University

Research into machine-learning specialty finds new home at USC Viterbi

A $1.5 million grant from the Defense Advanced Research Projects Agency will help USC build a foundation in the burgeoning field of transfer learning.

November 14, 2019 Ben Paul

With a new $1.5 million grant, the growing field of transfer learning has come to the Ming Hsieh Department of Electrical and Computer Engineering at the USC Viterbi School of Engineering.

The grant was awarded to three professors — Salman Avestimehr, Antonio Ortega and Mahdi Soltanolkotabi — who will work with Ilias Diakonikolas at the University of Wisconsin, Madison, to address the theoretical foundations of this field.

Modern machine learning models are breaking new ground in data science, achieving unprecedented performance on tasks like classifying images in one thousand different image categories. This is achieved by training gigantic neural networks.

“Neural networks work really well because they can be trained on huge amounts of pre-existing data that has previously been tagged and collected,” said Avestimehr, the primary investigator of the project. “But how can we train a neural network in scenarios with very limited samples, by for example leveraging [or transferring] the knowledge from a related problem that we have already solved? This is called transfer learning.”

Tackling the challenges of transfer learning

Situations that humans can easily adapt to still cause problems for neural networks. Take navigation: A robot may be trained to navigate effectively in New York City, but if you drop that same robot on the streets of Shanghai it usually fails. Faced with new data in the form of unrecognized street signs and a changed geography and language, this highly advanced neural network is suddenly rendered useless.

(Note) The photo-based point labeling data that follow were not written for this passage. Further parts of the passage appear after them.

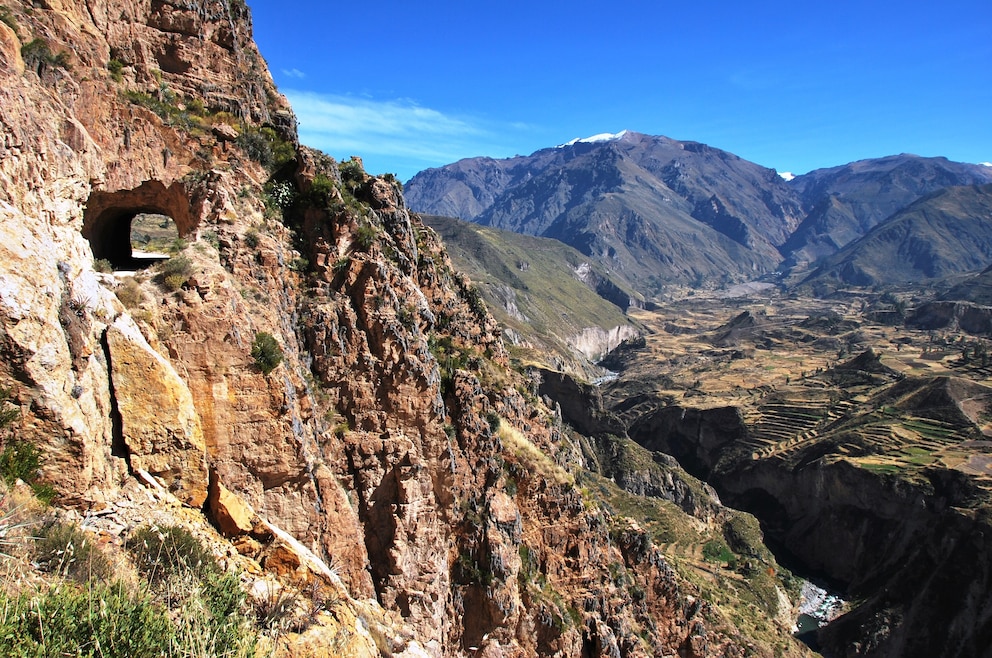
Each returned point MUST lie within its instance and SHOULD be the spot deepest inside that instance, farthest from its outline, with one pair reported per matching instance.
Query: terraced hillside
(864, 447)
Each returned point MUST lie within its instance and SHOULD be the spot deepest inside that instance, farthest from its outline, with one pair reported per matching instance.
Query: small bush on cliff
(266, 352)
(175, 272)
(130, 293)
(21, 460)
(184, 575)
(366, 235)
(266, 147)
(116, 68)
(66, 550)
(167, 551)
(94, 620)
(38, 56)
(8, 18)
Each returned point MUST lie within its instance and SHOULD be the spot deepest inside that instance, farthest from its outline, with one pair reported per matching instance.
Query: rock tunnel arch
(108, 216)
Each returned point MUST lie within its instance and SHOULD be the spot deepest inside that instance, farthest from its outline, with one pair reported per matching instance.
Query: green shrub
(266, 147)
(64, 549)
(266, 352)
(37, 55)
(21, 460)
(8, 18)
(116, 68)
(279, 195)
(175, 272)
(351, 171)
(210, 619)
(366, 235)
(84, 621)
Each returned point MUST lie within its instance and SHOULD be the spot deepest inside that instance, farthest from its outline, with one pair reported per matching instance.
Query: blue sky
(795, 86)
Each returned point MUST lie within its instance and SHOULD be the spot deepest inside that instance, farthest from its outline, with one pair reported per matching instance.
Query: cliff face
(390, 440)
(911, 550)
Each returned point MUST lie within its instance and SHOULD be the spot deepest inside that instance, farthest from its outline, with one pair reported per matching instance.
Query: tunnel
(108, 216)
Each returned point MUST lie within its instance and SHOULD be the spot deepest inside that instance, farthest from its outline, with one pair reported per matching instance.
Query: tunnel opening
(153, 237)
(132, 229)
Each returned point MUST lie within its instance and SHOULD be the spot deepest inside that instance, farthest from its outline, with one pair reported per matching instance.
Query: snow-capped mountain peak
(601, 137)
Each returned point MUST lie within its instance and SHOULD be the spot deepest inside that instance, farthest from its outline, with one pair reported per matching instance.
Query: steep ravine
(916, 554)
(391, 455)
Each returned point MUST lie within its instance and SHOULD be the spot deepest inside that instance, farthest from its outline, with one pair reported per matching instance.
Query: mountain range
(660, 211)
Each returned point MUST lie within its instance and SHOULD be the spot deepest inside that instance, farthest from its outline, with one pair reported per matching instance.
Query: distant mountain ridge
(945, 233)
(661, 211)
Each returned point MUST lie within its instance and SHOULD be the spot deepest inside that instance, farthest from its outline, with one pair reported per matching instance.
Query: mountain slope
(550, 298)
(307, 380)
(655, 209)
(845, 202)
(946, 233)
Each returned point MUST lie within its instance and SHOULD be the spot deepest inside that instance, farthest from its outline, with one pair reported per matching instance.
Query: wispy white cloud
(402, 135)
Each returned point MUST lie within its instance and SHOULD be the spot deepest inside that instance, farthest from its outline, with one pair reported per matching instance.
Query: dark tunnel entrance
(110, 216)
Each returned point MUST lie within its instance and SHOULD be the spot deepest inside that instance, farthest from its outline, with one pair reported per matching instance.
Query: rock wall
(912, 553)
(391, 441)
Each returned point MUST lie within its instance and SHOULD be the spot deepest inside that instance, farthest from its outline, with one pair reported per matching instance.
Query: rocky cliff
(307, 368)
(906, 540)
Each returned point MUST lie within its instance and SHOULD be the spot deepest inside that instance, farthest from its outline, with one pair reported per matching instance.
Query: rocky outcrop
(388, 451)
(160, 428)
(904, 547)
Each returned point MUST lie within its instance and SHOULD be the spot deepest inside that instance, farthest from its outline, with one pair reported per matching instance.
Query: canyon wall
(389, 439)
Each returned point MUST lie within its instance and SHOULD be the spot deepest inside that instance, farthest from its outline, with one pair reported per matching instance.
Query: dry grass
(522, 448)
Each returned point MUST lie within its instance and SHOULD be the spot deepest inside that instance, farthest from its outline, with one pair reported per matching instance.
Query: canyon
(310, 384)
(305, 384)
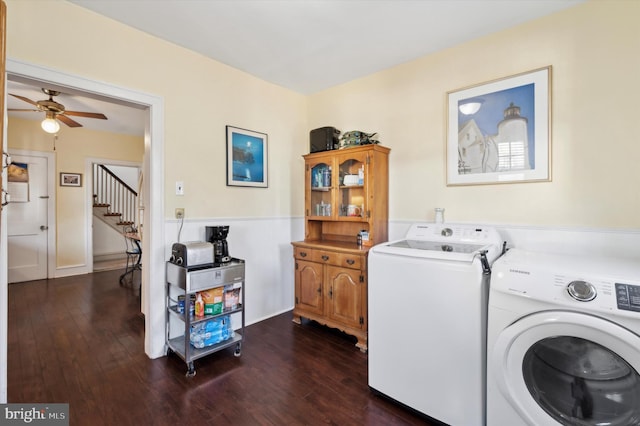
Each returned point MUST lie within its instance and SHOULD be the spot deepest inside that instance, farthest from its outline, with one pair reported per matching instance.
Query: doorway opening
(152, 303)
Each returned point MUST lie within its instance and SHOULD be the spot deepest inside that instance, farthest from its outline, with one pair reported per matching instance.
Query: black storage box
(324, 139)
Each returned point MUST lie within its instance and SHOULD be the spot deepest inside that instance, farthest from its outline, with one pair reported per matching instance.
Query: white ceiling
(309, 45)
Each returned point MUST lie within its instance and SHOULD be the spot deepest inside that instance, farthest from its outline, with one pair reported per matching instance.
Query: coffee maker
(217, 235)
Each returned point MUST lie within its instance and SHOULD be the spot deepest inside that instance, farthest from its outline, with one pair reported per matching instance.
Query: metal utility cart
(183, 283)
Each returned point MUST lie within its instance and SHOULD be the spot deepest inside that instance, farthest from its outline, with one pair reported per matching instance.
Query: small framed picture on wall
(71, 179)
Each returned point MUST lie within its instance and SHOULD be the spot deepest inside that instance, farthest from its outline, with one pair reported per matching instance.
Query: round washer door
(569, 368)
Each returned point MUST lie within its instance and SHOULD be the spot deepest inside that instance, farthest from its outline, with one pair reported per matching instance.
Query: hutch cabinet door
(319, 183)
(344, 296)
(352, 184)
(308, 282)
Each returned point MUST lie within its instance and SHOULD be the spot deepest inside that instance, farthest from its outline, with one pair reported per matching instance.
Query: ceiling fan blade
(69, 122)
(86, 114)
(24, 99)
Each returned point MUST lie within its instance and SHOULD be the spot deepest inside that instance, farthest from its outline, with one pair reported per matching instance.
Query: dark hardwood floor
(79, 340)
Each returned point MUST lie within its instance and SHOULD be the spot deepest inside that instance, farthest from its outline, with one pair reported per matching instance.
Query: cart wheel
(191, 371)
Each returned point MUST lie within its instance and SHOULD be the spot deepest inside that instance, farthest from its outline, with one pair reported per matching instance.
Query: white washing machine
(563, 344)
(427, 301)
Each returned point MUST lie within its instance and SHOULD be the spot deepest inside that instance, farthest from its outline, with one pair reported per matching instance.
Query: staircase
(114, 202)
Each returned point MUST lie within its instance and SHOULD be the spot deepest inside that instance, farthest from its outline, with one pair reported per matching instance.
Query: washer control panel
(628, 297)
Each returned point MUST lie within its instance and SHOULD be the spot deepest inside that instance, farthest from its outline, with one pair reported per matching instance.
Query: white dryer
(563, 342)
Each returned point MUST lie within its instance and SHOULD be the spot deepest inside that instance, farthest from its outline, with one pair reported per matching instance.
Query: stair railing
(111, 191)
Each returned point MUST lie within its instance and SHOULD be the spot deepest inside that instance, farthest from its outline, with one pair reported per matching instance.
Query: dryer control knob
(582, 291)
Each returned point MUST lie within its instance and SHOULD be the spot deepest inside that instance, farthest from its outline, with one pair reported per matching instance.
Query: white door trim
(51, 205)
(153, 242)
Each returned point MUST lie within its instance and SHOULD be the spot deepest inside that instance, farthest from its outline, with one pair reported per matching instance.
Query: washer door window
(570, 369)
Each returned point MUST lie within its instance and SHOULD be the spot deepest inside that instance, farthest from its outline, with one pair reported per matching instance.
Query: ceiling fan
(55, 111)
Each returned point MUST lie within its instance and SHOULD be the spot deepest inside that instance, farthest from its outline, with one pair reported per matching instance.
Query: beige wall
(594, 51)
(201, 97)
(72, 148)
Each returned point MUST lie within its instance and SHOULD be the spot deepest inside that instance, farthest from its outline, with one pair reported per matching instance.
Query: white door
(27, 218)
(568, 368)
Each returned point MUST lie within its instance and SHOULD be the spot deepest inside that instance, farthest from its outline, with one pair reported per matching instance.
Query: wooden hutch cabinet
(346, 192)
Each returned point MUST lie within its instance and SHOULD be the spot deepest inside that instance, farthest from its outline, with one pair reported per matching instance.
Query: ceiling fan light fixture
(50, 125)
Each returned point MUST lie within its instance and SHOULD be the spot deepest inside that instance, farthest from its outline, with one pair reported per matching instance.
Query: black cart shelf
(183, 282)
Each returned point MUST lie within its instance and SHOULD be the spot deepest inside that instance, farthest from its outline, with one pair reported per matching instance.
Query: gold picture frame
(500, 131)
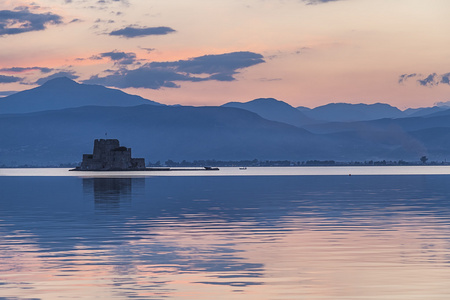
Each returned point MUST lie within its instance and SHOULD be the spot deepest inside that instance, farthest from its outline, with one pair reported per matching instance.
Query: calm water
(225, 237)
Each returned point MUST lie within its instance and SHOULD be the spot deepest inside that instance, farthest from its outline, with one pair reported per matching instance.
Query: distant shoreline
(187, 166)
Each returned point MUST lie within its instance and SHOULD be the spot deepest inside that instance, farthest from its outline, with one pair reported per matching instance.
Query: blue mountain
(155, 133)
(274, 110)
(62, 92)
(346, 112)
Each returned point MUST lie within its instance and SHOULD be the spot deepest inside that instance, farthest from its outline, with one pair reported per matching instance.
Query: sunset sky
(199, 52)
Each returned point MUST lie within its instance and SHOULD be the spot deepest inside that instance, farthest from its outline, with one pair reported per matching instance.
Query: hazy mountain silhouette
(425, 111)
(156, 133)
(260, 129)
(62, 92)
(346, 112)
(275, 110)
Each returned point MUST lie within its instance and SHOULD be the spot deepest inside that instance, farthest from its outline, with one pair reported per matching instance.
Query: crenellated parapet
(108, 155)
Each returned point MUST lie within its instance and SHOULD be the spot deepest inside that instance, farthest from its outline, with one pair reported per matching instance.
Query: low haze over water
(226, 237)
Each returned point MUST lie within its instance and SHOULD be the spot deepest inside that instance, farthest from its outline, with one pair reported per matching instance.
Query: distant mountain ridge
(62, 92)
(57, 122)
(346, 112)
(274, 110)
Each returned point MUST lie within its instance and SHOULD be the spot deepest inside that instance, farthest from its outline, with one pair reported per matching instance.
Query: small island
(108, 155)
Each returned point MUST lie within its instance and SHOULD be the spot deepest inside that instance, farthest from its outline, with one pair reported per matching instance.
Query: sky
(199, 52)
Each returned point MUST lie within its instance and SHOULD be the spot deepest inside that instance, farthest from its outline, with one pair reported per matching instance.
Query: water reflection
(304, 237)
(109, 193)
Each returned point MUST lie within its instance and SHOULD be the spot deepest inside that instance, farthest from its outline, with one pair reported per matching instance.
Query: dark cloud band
(26, 69)
(22, 20)
(132, 32)
(9, 79)
(430, 80)
(156, 75)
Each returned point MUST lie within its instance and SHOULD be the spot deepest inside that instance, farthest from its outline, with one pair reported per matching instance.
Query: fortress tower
(108, 155)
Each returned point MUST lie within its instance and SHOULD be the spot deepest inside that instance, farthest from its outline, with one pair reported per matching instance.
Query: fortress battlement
(108, 155)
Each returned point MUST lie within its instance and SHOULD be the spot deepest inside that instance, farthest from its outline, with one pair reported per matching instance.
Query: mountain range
(57, 122)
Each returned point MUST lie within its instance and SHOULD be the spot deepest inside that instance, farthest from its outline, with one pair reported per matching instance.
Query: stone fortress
(108, 155)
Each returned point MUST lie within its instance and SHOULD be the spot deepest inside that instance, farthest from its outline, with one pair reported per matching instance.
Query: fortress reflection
(110, 193)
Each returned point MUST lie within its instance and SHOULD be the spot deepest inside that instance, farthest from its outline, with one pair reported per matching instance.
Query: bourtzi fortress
(108, 155)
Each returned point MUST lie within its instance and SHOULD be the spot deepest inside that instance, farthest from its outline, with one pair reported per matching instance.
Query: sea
(328, 233)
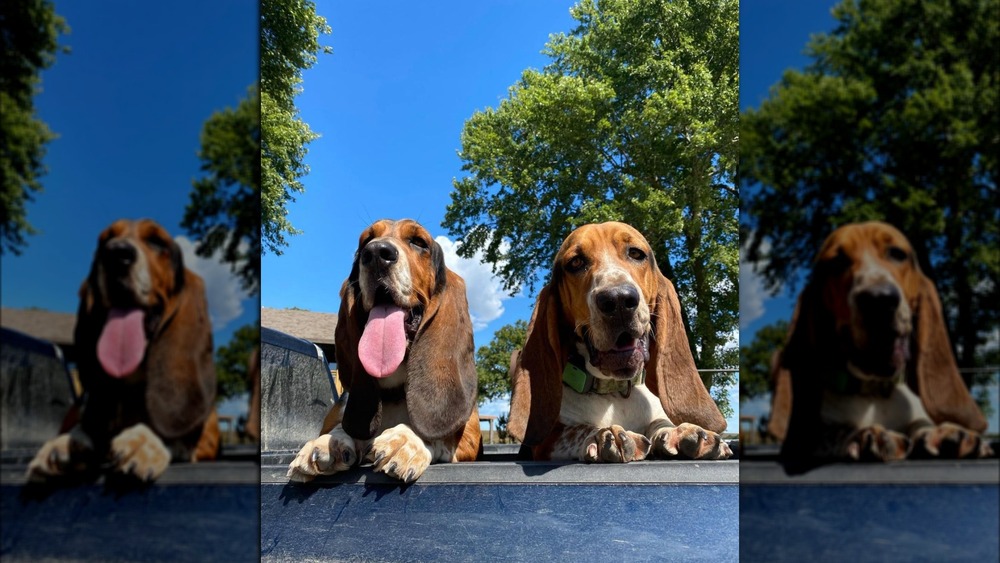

The Defense Advanced Research Projects Agency is supporting 14 research teams to tackle challenges of transfer learning, most of which are focused on the application side. The USC Viterbi researchers’ group is one of only three teams focusing on the theoretical foundations.

“We are particularly excited to have an opportunity to focus on solving fundamental questions: What makes it possible to transfer information from one task to another? How much data is needed for a specific task, in addition to information that was transferred?” Ortega said. “Answers to these questions are essential to accelerate progress in machine learning problems for which large amounts of data are not available.”